Accountability court judge Muhammad Bashir, who presides over the hearings, has written a letter to the top court requesting for a second extension in the trial.
Meanwhile, the court has summoned head of the Joint Investigation Team (JIT) Wajid Zia to record his statement in the Al-Azizia & Hill Metal Establishment reference.
The NAB had filed three references against the Sharif family in wake of the Panama Papers scandal.
In March, the Supreme Court had granted a two-month extension to the accountability court to wrap up the proceedings.
The three-judge bench headed by Justice Ejaz Afzal Khan and comprising Justice Azmat Saeed Sheikh and Justice Ijazul Ahsan took up the pleas and granted extension in the earlier six-month deadline for concluding the NAB references against the Sharif family.
However, as the two-month deadline expires, the court has yet to record the statements of three more witnesses whom the defence counsel would then cross examine
Subsequently, the accused standing trial would record their statements and then the prosecution and defence would present arguments and give rebuttal.
Meanwhile, the accused can also bring witnesses in their defence once they record the statements. Once the remaining three witnesses record their statements, defence counsel concludes cross examination, prosecution and defence finish presenting arguments and rebuttals, the court would reserve the judgment in the references.
Judge Bashir remarked that the matter of recording the statement of the accused before or after the prosecution witnesses would be decided after the Supreme Court responds to the request.

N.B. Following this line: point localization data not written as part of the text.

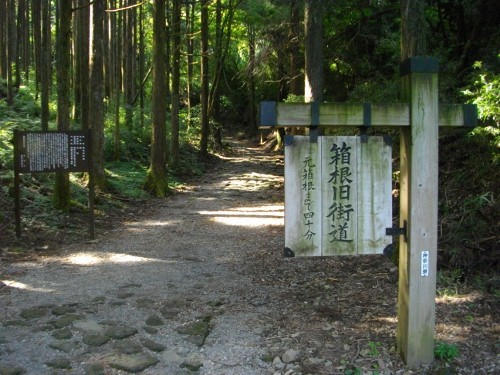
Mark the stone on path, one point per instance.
(65, 346)
(154, 320)
(120, 332)
(153, 346)
(95, 339)
(11, 370)
(196, 331)
(62, 334)
(127, 347)
(59, 363)
(132, 363)
(62, 310)
(94, 369)
(66, 320)
(290, 356)
(33, 313)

He, however, directed Zia to appear before court for recording his statement on May 10.
During the proceeding, Sharif’s counsel Khawaja Haris said the apex court should consider granting a three-month extension to which the judge replied that the Supreme Court will decide the time limit.
Maryam Nawaz’s counsel, Amjad Parvez, said that in order to conduct transparent trials, the defence has to be given equal amount of time to prepare as the prosecution.

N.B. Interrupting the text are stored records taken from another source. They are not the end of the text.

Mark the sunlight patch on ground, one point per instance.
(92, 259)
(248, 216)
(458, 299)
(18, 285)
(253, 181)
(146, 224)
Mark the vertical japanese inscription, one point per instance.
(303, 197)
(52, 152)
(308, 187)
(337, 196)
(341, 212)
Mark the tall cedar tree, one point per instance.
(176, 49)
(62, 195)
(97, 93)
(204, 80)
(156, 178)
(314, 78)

“They [prosecution] took a time of eight months for 18 witnesses,” Parvez said.
During Tuesday’s hearing, Judge Bashir remarked that the decision on all three references would be announced together. The three references hold the entire Sharif family, including son-in-law Capt (retd) Safdar as accused in the case.
Last year, the Supreme Court disqualified prime minister Nawaz Sharif from holding public office over failure to disclose his ‘un-withdrawn receivables, constituting assets’ in his nomination papers filed ahead of the 2013 general elections.

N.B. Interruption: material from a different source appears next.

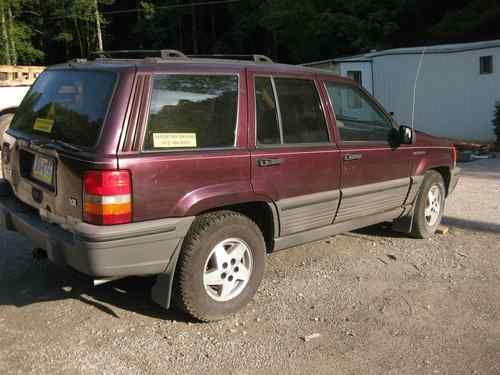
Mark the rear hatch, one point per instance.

Interestingly, his disqualification was not made on the basis of corruption charges levelled by the PTI and others after the emergence of the Panama Papers.
The 11.5 million documents from the Panamanian law firm, Mossack Fonseca, exposed how affluent all over the world used shell companies and offshore tax havens to hide their wealth.
The disqualification was made on the basis of documents collected by the Joint Investigation Team, which was probing the Sharif family.
The documents showed that the former prime minister had been an employee of a Dubai-based firm, Capital FZE, and as chairman of its board on a salary.
However, during the trial, JIT Head Wajid Zia admitted in a startling revelation that the team did not collect any document to establish if the deposed prime minister had received salary from the Capital FZE Company.
The documents obtained from a law firm and stamped by the Jebel Ali Free Zone Authority (JAFZA) apparently pertain to former prime minister’s employment contract, payment certificate, personal details, him being the chairman of the board at Capital FZE from July 8, 2006, to July 7, 2008, but they do not state that Sharif actually received salary from the company.